The 77-year-old North Atlantic Treaty Organization (NATO) faces a potentially existential stress test as disagreement over the U.S.-led military campaign in Iran widens into operational friction between the United States and key European allies.
According to reporting cited in this analysis, President Trump has privately voiced "disgust" with European partners for declining to participate in military operations against Tehran and has questioned whether the United States should continue to treat defense of the continent as "automatic" if such support is not reciprocated in the Middle East.
From diplomatic split to operational limits
The disagreement has moved beyond mere diplomatic criticism to concrete restrictions on U.S. military activity. Major European states - including Spain, Italy, and France - have imposed what are described as unprecedented limits on access to bases used by U.S. forces.
Officials in Madrid and Rome turned down requests for U.S. bombers and transport aircraft to land at Mediterranean bases, specifically citing denials for operations tied to the Iran conflict at Sigonella in Sicily and Rota in Spain. The U.S. position, as reported, is that NATO basing rights exist to support contingencies of this nature. European leaders have characterized the Iran war as a "unilateral adventure" conducted outside international law, forming the rationale for restricting access.
Political context and a perceived breach of reciprocity
The current rupture is described as being fueled by a growing sense of betrayal among European capitals. Relations with Washington were already strained after a contentious 2025, during which the U.S. imposed tariffs on European goods and a diplomatic standoff occurred over Greenland. The Trump administration views allies' refusal to assist in reopening the Strait of Hormuz as a decisive breach of reciprocity. "We would always have been there for them. They weren’t there for us," Trump said to reporters, according to the reporting, signaling a shift in how he frames NATO - from a mutual security commitment to a favor that should be repaid.

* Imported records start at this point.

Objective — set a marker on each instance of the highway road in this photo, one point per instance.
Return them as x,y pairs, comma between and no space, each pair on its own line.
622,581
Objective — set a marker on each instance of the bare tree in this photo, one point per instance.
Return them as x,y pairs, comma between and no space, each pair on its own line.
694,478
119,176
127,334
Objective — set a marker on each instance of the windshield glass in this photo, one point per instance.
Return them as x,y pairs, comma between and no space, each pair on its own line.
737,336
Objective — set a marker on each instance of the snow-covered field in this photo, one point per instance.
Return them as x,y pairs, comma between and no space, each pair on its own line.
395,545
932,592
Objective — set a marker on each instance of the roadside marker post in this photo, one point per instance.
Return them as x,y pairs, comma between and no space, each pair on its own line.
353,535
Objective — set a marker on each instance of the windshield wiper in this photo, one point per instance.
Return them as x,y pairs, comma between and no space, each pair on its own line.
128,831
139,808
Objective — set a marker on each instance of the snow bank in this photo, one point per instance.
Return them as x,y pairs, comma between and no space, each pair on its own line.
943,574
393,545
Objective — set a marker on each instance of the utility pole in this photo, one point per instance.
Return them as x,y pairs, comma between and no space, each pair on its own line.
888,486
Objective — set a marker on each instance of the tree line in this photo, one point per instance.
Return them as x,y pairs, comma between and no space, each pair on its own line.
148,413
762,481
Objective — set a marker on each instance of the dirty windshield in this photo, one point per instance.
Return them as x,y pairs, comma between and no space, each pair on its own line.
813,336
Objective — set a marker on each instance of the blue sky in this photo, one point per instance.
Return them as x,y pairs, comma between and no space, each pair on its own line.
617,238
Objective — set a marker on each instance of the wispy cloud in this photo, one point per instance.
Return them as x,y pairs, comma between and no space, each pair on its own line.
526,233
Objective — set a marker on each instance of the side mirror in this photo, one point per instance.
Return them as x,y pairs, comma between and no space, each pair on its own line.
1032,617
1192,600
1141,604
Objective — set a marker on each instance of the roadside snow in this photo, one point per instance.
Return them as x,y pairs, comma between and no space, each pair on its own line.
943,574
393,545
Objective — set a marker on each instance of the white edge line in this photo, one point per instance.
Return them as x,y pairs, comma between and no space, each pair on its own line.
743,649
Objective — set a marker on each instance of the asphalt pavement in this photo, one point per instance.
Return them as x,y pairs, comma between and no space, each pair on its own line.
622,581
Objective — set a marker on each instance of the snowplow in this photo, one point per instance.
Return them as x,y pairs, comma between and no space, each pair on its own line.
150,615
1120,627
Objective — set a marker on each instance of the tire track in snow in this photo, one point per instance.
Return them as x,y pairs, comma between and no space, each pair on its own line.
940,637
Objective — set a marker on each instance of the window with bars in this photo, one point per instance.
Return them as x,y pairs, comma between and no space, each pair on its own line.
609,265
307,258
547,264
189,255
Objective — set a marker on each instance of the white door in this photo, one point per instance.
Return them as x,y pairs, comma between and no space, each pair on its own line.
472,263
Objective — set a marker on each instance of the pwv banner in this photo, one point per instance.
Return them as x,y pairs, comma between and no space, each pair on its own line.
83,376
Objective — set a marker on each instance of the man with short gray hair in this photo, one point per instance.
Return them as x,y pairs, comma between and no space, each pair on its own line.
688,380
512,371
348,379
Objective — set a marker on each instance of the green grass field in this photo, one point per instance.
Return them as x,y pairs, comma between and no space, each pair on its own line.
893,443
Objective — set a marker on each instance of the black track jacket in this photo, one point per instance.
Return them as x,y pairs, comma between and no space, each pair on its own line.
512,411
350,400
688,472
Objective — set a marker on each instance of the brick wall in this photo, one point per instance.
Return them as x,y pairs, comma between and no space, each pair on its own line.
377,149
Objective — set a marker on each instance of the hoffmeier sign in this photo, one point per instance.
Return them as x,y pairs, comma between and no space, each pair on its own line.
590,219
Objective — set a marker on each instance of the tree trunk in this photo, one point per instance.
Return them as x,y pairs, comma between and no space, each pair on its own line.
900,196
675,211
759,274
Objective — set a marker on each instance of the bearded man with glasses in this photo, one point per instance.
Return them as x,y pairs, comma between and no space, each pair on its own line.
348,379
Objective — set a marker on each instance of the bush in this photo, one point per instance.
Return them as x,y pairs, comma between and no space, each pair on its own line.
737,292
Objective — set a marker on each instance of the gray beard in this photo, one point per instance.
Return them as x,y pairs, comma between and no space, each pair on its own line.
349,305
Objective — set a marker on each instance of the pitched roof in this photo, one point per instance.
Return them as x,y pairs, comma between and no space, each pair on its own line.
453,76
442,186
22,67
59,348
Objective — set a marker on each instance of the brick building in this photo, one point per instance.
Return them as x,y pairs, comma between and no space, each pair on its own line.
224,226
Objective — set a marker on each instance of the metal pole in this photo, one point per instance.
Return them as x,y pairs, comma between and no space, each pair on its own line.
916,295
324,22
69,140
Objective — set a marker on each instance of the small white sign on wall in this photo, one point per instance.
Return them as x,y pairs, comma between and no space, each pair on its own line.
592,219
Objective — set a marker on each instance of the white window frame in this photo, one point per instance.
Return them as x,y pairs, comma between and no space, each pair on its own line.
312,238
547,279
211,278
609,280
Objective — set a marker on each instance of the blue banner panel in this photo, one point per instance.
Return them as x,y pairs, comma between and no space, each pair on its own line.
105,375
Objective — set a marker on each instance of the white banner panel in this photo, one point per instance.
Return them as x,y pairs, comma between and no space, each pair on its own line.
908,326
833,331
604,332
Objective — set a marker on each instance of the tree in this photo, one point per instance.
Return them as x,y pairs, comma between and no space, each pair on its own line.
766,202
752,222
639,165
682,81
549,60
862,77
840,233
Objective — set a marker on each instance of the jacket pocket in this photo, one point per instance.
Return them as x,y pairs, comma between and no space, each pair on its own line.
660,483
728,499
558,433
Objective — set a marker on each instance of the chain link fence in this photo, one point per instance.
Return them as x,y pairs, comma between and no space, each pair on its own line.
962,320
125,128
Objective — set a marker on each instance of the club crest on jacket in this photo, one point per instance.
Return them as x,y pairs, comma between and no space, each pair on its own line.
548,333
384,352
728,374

Legal limits, deterrence, and the prospect of hollowing
A 2023 U.S. law prevents the president from formally withdrawing from NATO without a two-thirds Senate majority. Still, analysts cited in the reporting warn that the alliance could effectively "hollow out" from within if political leadership openly questions U.S. commitments. NATO’s core strength depends on deterrent credibility - the belief among adversaries, such as Russia, that an attack on one member will be treated as an attack on all. If the U.S. Commander-in-Chief publicly doubts that promise, the credible threat that underpins collective defense could diminish even if the treaty remains legally in force.
Economic consequences and market implications
Across global markets, observers see a "divorce" scenario as a source of large tail risks. Either a formal U.S. withdrawal or a de facto collapse of NATO cohesion would, the reporting says, force European states into a prolonged, multi-year, multi-trillion-euro rearmament cycle. Such rearmament is expected to divert capital away from social spending and infrastructure investment.
Analysts also warn that the loss of a unified Western front could embolden regional actors on Europe’s eastern flank, introducing a persistent war-risk premium for Eurozone assets and upward pressure on the value of that risk premium for the Euro itself.
These developments - operational base denials, public questioning of the U.S. commitment, and the prospect of large-scale rearmament - create layered uncertainties for political leaders, markets, and budget planners across allied countries.